Saturday, October 24, 1998

1993 file photo of businessman Sukarman Sukamto,
who later changed his name to Sukarman Sia.

Isle banker
Sukarman Sia
in trouble from
Asia to Vegas

Lawsuits in Singapore seek
$63.4 million, and two Las Vegas
casinos say he owes $8 million

By Helen Altonn


Bank of Honolulu chairman Sukarman Sia, formerly known as Sukarman Sukamto, appears to be in financial trouble on both sides of the ocean.

The 39-year-old Indonesian businessman spent a night in jail last week in Las Vegas after he was arrested for writing $8 million in checks to two casinos without sufficient funds and couldn't meet bail.

Several banks also are suing him in Singapore for a total of $63.4 million, according to the Straits Times in Singapore.

One lawsuit, brought by Credit Suisse against Sia and two offshore-incorporated companies for $19.2 million, is going to trial. It involves credit facilities, overdrafts and guarantees granted to him.

Three other lawsuits filed by a Societe Generale branch and an individual, Low Teck Kwong, are awaiting trial dates.

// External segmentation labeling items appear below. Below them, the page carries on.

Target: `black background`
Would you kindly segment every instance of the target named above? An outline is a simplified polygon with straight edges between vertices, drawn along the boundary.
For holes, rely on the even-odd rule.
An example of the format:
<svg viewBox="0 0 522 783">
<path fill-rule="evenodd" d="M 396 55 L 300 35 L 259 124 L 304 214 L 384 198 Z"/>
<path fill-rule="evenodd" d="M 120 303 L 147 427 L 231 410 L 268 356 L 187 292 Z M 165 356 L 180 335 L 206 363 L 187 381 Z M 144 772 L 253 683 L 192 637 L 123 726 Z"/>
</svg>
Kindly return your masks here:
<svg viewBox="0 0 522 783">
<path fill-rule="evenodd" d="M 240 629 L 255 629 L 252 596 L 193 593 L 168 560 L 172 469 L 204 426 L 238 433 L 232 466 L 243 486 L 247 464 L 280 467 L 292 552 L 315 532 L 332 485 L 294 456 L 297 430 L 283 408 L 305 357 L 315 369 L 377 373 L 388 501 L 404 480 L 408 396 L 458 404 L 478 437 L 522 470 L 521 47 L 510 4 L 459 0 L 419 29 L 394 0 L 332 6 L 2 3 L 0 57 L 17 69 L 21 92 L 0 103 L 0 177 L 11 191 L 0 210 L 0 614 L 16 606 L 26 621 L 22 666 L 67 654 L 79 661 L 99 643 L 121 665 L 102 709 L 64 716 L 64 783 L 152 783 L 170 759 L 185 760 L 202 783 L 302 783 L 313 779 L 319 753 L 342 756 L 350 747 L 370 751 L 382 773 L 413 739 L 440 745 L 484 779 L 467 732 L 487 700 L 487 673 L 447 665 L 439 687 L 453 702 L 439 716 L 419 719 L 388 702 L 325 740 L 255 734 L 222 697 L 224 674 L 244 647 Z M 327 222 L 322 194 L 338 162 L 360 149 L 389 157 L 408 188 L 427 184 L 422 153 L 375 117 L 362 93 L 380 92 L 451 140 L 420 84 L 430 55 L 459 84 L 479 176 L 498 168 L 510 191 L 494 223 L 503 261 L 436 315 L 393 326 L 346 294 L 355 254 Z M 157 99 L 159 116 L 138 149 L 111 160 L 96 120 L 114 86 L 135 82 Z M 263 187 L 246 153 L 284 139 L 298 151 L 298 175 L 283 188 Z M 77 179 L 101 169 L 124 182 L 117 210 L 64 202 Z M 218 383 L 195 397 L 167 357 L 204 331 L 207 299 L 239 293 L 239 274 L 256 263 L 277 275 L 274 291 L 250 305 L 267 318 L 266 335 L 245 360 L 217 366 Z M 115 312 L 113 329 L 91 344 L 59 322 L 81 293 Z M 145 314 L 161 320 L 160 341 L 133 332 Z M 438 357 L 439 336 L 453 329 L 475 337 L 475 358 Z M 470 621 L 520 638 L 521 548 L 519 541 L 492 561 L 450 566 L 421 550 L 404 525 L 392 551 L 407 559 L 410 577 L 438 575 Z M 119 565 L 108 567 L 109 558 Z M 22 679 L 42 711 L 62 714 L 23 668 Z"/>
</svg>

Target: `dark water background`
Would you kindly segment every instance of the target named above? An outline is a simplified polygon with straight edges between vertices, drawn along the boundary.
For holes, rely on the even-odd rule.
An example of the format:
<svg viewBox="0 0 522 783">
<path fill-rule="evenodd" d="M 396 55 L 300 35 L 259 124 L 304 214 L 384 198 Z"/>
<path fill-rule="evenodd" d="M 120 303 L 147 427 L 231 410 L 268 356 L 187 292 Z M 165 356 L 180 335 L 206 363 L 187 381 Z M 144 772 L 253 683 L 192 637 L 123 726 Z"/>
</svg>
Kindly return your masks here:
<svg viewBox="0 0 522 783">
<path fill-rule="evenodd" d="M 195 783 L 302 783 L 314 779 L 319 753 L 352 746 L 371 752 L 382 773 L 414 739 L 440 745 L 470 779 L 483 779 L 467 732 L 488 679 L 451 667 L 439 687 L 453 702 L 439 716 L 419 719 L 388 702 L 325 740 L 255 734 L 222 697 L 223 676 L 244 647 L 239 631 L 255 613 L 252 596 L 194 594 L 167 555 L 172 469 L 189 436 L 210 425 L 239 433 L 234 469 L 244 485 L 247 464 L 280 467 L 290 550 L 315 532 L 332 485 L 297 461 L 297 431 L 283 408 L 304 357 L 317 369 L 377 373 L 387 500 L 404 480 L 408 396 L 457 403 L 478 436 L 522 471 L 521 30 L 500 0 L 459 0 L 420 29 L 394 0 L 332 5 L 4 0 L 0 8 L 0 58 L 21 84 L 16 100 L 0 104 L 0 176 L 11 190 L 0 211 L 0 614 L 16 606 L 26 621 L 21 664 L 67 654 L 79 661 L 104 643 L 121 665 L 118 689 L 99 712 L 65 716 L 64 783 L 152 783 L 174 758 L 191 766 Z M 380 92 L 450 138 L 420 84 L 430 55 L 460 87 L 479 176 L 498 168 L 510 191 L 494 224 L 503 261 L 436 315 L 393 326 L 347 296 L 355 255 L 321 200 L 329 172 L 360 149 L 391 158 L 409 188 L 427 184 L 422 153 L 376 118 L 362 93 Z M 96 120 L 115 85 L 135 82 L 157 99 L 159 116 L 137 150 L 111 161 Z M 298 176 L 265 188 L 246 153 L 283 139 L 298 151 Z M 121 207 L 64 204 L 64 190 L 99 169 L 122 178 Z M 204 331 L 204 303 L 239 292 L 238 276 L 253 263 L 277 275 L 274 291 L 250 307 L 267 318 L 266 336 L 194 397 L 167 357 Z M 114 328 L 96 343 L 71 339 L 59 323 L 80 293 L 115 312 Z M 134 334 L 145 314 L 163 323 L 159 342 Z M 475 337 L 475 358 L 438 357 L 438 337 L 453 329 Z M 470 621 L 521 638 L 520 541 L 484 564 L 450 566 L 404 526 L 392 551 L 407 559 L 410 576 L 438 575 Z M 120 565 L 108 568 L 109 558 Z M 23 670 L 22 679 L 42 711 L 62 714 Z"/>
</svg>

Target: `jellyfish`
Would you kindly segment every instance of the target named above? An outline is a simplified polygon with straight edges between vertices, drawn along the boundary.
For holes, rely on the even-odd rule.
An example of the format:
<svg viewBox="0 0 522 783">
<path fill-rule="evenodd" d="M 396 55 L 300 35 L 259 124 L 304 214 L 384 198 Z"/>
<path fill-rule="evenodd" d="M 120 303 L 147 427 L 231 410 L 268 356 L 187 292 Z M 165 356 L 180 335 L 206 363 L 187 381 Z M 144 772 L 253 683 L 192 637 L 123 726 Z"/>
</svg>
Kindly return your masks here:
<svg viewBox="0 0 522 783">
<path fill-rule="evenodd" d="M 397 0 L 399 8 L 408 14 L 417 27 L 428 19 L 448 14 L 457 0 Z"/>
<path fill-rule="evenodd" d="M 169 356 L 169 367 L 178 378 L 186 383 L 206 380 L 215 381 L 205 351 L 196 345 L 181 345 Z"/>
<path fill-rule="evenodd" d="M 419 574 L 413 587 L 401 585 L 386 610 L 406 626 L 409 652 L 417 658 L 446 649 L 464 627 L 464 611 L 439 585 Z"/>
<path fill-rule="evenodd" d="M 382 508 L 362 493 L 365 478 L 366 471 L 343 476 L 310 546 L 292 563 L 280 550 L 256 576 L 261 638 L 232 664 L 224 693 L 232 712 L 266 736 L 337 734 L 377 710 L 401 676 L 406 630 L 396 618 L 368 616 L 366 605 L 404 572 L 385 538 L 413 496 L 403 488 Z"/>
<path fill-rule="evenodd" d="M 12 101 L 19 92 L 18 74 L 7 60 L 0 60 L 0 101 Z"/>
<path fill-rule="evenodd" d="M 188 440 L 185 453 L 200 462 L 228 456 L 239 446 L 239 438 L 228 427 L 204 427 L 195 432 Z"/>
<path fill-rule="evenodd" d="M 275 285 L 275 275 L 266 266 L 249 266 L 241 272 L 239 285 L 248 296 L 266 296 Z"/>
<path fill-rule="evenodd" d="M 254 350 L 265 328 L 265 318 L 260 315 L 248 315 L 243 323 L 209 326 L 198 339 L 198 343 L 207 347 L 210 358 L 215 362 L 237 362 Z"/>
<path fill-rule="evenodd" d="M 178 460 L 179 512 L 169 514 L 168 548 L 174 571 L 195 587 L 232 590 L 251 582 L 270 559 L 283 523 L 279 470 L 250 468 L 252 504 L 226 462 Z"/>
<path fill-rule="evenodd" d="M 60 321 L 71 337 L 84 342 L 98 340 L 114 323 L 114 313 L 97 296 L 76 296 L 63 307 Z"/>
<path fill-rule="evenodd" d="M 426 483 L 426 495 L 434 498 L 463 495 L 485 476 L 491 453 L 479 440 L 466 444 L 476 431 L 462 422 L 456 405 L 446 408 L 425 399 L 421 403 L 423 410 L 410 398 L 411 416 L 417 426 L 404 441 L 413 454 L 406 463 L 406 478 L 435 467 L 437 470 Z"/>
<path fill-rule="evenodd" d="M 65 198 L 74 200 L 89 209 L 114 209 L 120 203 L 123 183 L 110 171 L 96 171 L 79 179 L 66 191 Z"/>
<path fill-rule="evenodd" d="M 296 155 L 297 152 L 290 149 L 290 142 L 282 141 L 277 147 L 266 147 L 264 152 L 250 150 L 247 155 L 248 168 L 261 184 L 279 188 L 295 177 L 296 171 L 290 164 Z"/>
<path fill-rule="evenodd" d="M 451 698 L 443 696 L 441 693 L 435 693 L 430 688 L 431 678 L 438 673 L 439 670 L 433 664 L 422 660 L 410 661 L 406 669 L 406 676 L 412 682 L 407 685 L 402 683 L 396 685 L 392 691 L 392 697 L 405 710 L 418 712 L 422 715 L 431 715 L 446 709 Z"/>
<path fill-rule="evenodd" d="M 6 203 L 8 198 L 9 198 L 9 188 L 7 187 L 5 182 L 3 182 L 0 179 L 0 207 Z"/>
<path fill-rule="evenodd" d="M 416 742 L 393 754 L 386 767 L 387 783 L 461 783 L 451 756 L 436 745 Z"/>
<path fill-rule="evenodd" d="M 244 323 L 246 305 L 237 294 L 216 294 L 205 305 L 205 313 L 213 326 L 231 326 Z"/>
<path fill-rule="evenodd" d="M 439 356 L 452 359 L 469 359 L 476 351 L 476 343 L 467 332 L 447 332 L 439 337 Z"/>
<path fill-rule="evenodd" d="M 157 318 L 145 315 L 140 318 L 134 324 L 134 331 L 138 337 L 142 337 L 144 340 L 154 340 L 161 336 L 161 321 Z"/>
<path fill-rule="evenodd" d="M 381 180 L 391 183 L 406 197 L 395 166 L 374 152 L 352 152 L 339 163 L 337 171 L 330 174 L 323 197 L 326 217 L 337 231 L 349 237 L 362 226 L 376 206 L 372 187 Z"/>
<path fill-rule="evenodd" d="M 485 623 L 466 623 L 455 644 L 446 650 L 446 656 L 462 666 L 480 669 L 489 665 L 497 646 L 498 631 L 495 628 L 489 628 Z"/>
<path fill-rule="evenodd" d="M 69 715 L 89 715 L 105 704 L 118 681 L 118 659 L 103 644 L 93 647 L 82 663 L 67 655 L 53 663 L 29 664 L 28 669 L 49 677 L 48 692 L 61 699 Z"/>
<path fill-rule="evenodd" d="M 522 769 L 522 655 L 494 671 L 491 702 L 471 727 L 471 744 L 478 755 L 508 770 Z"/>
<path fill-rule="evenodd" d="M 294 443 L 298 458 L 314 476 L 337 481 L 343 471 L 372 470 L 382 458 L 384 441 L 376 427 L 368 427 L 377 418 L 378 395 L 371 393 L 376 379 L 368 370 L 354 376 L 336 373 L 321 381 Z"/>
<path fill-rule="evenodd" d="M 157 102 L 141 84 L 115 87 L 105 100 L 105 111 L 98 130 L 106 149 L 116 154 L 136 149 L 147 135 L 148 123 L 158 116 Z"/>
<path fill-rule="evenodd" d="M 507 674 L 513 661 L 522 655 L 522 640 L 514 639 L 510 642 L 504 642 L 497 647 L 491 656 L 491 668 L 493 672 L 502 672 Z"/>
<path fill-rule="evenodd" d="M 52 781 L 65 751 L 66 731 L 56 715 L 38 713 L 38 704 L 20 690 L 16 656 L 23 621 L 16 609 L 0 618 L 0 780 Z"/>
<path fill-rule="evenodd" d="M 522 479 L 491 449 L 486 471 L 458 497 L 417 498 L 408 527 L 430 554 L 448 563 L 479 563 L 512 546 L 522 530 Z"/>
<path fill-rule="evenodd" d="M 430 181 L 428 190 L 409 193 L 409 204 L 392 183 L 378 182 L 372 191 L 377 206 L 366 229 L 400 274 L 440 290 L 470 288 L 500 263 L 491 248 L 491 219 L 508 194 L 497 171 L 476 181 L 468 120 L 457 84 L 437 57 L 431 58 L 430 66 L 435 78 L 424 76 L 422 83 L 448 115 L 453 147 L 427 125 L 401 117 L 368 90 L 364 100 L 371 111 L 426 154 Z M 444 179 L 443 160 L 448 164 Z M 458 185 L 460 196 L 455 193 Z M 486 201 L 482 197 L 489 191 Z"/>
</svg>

One seeks repayment of a $26.1 million loan from Sia, the Straits Times said. Law also sued Sia over a contract for an unknown amount.

Sia and his investment firm, Beswil Investment, face claims by Societe Generale for a total $18.1 million for securities-related transactions.

Complaints from two Las Vegas casinos resulted in Sia's arrest when he arrived at the Las Vegas Airport Oct. 16 to attend the new Bellagio hotel-casino's opening.

Chief Deputy Daniel Ahlstrom, in the Clark County District Attorney's Office, said Sia "was charged with writing a number of checks that did not clear his bank because of insufficient funds."

Caesars Palace and the Rio filed the complaints. Sia wrote five insufficient-funds checks totaling $6 million at the Rio on June 29 this year, and two checks totaling $2 million at Caesars Palace June 30 and July 31 last year, the Associated Press reported.

Ahlstrom said Sia spent a night in Clark County Jail because he couldn't meet the bail, initially set at the amount of the checks.

He said he and Sia's Las Vegas attorney, David Chesnoff, discussed a number of options with the court and reduced the bail to $200,000.

Sia pleaded innocent to the charges and was released Oct. 17. He is scheduled to appear in a Las Vegas court Nov. 10.

Chesnoff couldn't be reached for comment.

Ahlstrom said, "We are very confident we are going to get this thing resolved."

He said his office has a form that any business in Nevada can fill out to file bad-check complaints. The law requires certain procedures to alert the person, he said.

The business must send a certified letter to the offender's known address, for example.

"It's rather an elaborate process. We reject a certain percentage of (complaints)," he said.

He said the bad-check statute in Nevada also mandates that a case be dismissed if a person wants a deferred prosecution and indebtedness is satisfied.

He said Sia "has been a total gentleman ... a very upstanding, decent person about this. He's probably got problems with the Asian financial situation. I'm sure we're going to solve it."

Ahlstrom questioned reports that Sukamto checked into the Bellagio after release from jail and lost $5.5 million at the baccarat tables.

"His attorney, myself and a number of other attorneys spent a great deal of time together when this happened," he said. "I pretty much knew where everybody was at any given time. Not that it couldn't happen, not that it didn't happen, but I would be surprised if it happened."

A native of Indonesia, Sia lived in Honolulu from the late 1980s until about 1994.

His business involvements in Hawaii included the sale of land to the state for the new Hawaii Convention Center and development of the Landmark condominium building in Waikiki.

He has been involved in power struggles of several Singapore-listed companies.

He formerly was chairman of Transmarco, a trading firm in Singapore, but sold most of his shares earlier this month.